A total of 231 patients were included during the study period. All patients were divided into three groups according to their BMI. Among them, 158 were non-malnourished, 34 were moderately malnourished, and 39 were severely malnourished. There were significant differences in ages, duration of mechanical ventilation, and 90-day mortality among the three groups (P < 0.05). In the severely malnourished group, the longest duration of MV and the highest mortality were seen. No statistically significant difference was found in length or height, weight, PRISM III score, the percentage of invasive mechanical ventilation, mortality in PICU, length of stay in PICU, and length of stay in hospital in different nutritional status groups. The comparison of general characteristics and clinical outcomes of patients is described in Table 1.

TABLE 1

Comparison of general characteristics, clinical outcomes among the different nutrition status groups (n = 231).
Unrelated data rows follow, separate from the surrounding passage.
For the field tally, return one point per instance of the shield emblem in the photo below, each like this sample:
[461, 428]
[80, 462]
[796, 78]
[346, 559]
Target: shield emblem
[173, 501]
Variables	Non- malnourished (n = 158)	Moderately malnourish (n = 34)	Severely malnourished (n = 39)	P-value
Age (years)	1.90 (1.10–4.38)	2.40 (1.53–5.30)	4.90 (1.70–10.00)	0.03*
Male sex (%)	73.50%	71.40%	63.20%	0.68
Length or height (cm)	87.50 (78.00–107.00)	94.50 (78.25–114.25)	115.00 (82.00–132.00)	0.14
Weight (Kg)	12.50 (10.30–16.00)	11.25 (8.88–16.50)	14.00 (8.50–22.50)	0.58
PRISM III score	8.48 ± 3.94	10.32 ± 4.64	11.69 ± 3.71	0.48
MV, n (%)	56 (35.4)	10 (29.4)	19 (48.7)	0.50
Duration of MV, days	5.00 (3.00–7.00)	5.00 (4.00–14.00)	11.50 (6.00–16.00)	0.02*
PICU mortality, n (%)	5 (2.16%)	2 (0.086%)	4 (1.73%)	0.48
90-day mortality	6 (2.59%)	3 (1.30%)	15 (6.4%)	0.02*
LOS in PICU, days	7.00 (6.00–10.00)	8.00 (3.00–11.75)	11.20 (2.75–15.00)	0.86
LOS in hospital, days	13.00 (9.00–27.75)	14.00 (10.50–22.00)	14.00 (10.00–22.00)	0.89

*P < 0.05.

Quantitative data was shown as (x̄ ± SD) or median (25th and 75th percentiles). Qualitative data was showed as numbers (percentage). PRISM, pediatric risk of mortality; LOS, length of stay; MV, mechanical ventilation; PICU, pediatric intensive care unit.

Table 2 provides a comparison of the nutritional indicators and BIA measurements between 90-day survivors and non-survivors. The results showed that the BMI, albumin levels, and PhA were significantly different between the two groups (P < 0.05). The PhA of 90-day survivors was significantly higher than that of the non-survivors (4.3° ± 1.1°vs. 3.1° ± 0.9°, P = 0.02). No statistical difference was observed in weight, AMC, TLC, hemoglobin, and the remaining BIA measurements.

TABLE 2

Comparison of the nutritional indicators and BIA measurements between 90-day survivors and non-survivors.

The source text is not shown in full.